Zeynep her zamanki saflığı ve aç
karnının gurultusuyla girdi söze;
“Onu bunu bırakında sipariş verelim.
Peri de gelirse yer artık.” Dedi Zeynep gelen garsonu işaret ederek.
Süreyya koltukları kabarmış bir ev
sahibi edasıyla sıraladı istekleri.
“Dört demli çay, masayı da günün
ilk ve en önemli öğününe layık bir şekilde donat şekerim.” O ısmarlıyordu.
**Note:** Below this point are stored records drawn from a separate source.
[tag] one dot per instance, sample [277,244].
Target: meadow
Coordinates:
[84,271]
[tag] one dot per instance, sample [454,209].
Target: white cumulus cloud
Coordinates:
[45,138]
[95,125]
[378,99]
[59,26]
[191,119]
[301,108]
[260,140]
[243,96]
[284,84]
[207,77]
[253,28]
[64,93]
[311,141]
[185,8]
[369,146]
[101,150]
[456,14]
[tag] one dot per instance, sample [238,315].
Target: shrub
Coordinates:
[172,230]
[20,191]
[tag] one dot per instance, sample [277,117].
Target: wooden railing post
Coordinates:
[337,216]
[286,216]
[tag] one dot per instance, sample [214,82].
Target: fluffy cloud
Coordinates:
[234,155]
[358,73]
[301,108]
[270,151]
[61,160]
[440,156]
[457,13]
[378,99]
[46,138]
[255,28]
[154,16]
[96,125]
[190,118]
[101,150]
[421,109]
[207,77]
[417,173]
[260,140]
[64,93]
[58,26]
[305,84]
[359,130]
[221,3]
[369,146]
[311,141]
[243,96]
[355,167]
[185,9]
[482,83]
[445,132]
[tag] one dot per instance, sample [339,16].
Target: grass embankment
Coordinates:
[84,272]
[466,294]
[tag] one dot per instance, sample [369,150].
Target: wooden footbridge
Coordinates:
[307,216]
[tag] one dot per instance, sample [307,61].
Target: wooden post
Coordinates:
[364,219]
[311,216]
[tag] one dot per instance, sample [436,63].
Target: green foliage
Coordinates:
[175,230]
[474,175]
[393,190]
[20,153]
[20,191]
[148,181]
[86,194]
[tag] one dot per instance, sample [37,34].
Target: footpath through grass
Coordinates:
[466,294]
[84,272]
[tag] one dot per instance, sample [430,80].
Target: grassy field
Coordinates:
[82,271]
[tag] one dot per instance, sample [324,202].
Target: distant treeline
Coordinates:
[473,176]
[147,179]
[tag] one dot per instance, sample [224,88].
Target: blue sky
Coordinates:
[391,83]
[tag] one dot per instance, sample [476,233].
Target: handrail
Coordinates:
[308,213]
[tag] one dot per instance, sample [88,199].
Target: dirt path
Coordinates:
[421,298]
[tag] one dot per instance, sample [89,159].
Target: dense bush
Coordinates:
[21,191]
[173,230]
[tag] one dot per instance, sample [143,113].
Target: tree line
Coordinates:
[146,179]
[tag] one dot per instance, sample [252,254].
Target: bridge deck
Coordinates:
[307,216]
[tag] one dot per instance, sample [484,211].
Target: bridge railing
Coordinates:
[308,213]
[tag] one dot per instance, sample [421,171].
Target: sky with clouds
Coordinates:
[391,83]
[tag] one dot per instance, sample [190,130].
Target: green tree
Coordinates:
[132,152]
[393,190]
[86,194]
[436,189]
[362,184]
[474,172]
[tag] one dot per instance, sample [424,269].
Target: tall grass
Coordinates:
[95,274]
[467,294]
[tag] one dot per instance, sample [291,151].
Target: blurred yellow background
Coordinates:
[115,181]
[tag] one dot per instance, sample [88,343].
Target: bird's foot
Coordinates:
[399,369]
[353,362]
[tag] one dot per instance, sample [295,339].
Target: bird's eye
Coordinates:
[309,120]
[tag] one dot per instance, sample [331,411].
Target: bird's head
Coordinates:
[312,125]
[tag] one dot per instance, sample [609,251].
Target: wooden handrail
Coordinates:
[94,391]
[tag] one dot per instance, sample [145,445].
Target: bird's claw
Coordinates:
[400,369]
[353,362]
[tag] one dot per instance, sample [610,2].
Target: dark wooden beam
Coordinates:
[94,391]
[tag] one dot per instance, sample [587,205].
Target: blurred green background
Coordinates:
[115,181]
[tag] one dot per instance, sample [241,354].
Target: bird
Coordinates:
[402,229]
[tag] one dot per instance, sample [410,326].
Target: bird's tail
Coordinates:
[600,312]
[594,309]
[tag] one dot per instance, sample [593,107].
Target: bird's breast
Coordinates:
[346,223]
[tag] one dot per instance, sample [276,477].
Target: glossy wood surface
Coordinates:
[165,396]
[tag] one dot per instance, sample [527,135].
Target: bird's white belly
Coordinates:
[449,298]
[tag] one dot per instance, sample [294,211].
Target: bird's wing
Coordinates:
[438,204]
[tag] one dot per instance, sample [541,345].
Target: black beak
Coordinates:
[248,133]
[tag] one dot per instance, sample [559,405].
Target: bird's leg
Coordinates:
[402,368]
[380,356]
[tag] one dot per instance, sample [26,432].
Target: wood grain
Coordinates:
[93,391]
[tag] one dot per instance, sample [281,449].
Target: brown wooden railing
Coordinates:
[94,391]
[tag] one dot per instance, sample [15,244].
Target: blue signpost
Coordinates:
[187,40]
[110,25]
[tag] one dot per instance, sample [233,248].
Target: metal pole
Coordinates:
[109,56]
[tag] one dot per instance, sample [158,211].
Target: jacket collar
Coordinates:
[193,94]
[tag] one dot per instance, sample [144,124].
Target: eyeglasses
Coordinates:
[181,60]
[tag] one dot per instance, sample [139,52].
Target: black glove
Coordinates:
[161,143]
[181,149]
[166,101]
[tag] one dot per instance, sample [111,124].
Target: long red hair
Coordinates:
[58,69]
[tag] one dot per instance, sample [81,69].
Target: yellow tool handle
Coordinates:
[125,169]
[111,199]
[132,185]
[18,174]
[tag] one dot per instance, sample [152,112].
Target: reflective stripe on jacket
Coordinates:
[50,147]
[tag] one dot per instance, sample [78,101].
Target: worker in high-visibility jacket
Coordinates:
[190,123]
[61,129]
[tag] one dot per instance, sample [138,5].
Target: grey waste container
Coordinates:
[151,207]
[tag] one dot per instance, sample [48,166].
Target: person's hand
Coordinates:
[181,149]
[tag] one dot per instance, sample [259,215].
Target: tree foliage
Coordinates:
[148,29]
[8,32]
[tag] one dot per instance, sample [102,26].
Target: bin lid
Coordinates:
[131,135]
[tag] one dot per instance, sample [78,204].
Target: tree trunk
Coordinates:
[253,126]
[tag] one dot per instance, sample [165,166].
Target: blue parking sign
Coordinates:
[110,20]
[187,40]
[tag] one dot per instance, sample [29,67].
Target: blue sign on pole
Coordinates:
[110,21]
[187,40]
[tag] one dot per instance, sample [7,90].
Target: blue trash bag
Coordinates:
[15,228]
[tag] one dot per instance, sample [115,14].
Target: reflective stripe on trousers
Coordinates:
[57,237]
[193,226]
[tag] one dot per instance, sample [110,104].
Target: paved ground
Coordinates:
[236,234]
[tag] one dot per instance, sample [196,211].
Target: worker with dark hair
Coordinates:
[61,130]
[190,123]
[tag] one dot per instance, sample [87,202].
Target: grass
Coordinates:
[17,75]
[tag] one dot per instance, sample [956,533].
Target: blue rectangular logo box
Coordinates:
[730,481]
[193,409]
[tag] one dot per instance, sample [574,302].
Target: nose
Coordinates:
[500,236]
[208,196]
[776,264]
Masada ki tüm kadınların bir başarısı vardı ona göre onunki de zengin bir koca
bulmaktı. Parayla saadeti bulmuştuda sadakati pek bulamamıştı. Bunu
umursamıyormuş gibi davranıyordu, psikiyatristi ise tam tersini söylüyordu. Aradan
birkaç saat geçmiş muhabbet koyulaşmış sıra kahveye gelmişti ama Peri
gelmemişti, buda sözü ona getirmişti…
“Sosyal medyada takip ediyor musunuz? Gezmediği ülke, katılmadığı organizasyon
kalmadı. Babasında nasıl bir para varsa gez gez bitiremedi. Hele nişanlısı hem
yakışıklı hem zengin. Ağzında altın kaşıkla doğmuş resmen.” Zeynep’in bu
sözlerinin üzerine bir sürede Peri’nin hayatı hakkında ahkam kestikten sonra
öpüşüp ayrıldılar. Oysa Peri’nin hayatı sosyal medyada göründüğü gibi değildi.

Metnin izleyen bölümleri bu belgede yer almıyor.